The council didn’t see that two years ago when Kelley raised the issue.
Still, public comment and council discussion looking at what happened since Nov. 5 is bound to be interesting. And it will be more interesting yet to see with what kind of urgency that “formal executive search” arrives and unfolds, since it seems more like a referendum on how well Rossi does in his three(?) years in the role or marking time until he, like Healy, opts to retire.
The policy order calls for Rossi’s contract to be presented by Maher to the council Jan. 7. It would run from July 1 through June 30, 2016.
The council meets at 5:30 p.m. Monday at City Hall, 795 Massachusetts Ave., Central Square.

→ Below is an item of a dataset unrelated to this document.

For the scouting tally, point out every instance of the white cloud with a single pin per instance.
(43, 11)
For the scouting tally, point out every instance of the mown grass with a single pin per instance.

At least 6 City Councillors, outside of a legally advertised meeting of their body, discuss among themselves the most important issue a City Council can discuss, and propose to appoint a new City Manager. The formal vote at Monday’s meeting will just be an affirmation of something which has already been discussed and decided.
I believe in the Open Meeting Law, and I expect that public bodies discuss and decide in public. This is wrong, very wrong. And it’s too bad that the term of the new City Manager has to begin this way.
Tom Stohlman
Why not just give Rossi a contract for life and be done with it? It would save everyone a lot of posturing and a lot of time. This City Council never intended to facilitate real change. Let’s cut the hypocrisy and give Rossi the car, the long-term care insurance, and whatever else he wants. The Councilors who want Rossi to become the next city ruler have no shame. Their excuse for hiring Rossi is that they have been moving too slowly to conduct a search? Are they already spending all their time on running for reelection? And in what way is a transition from a Rossi administration going to be easier than a transition from a Healy administration?
I agree with Tom. This is a unique opportunity to generate a public discussion about where Cambridge is headed and what we want for ourselves both in a City Manager and our vision for Cambridge. For City Council members to decide in the privacy of their chambers to take a pass on vetting a whole host of candidates who, by their experience and personal visions, could actually raise the level of the discussion and our expectations, is just criminal. If they’re going to pass on their most important obligations in favor of what appears to be more of the status quo, we all of us suffer a lessening in our possibilities. For shame. Please do your job and do it right!
I think the Councilors are suggesting a sound approach and I’m greatly relieved. Leaders that are brought in right after the departure of a long-term successful leader generally have a very difficult time. Partly this is because organizations have a difficult time making a good succession choice at that moment and partly because the leaders themselves are shadowed and directly compared to their predecessor. Bringing in someone like Mr. Rossi on a extended interim basis is a good way of creating the conditions for Cambridge to make a good decision about the next long-term City Manager and creating the distant from Mr. Healy’s term for them to succeed.
Also while I respect open meeting requirements I think it is dangerous and paralyzing to interpret their requirements as meaning that all activity must be conducted in public meetings.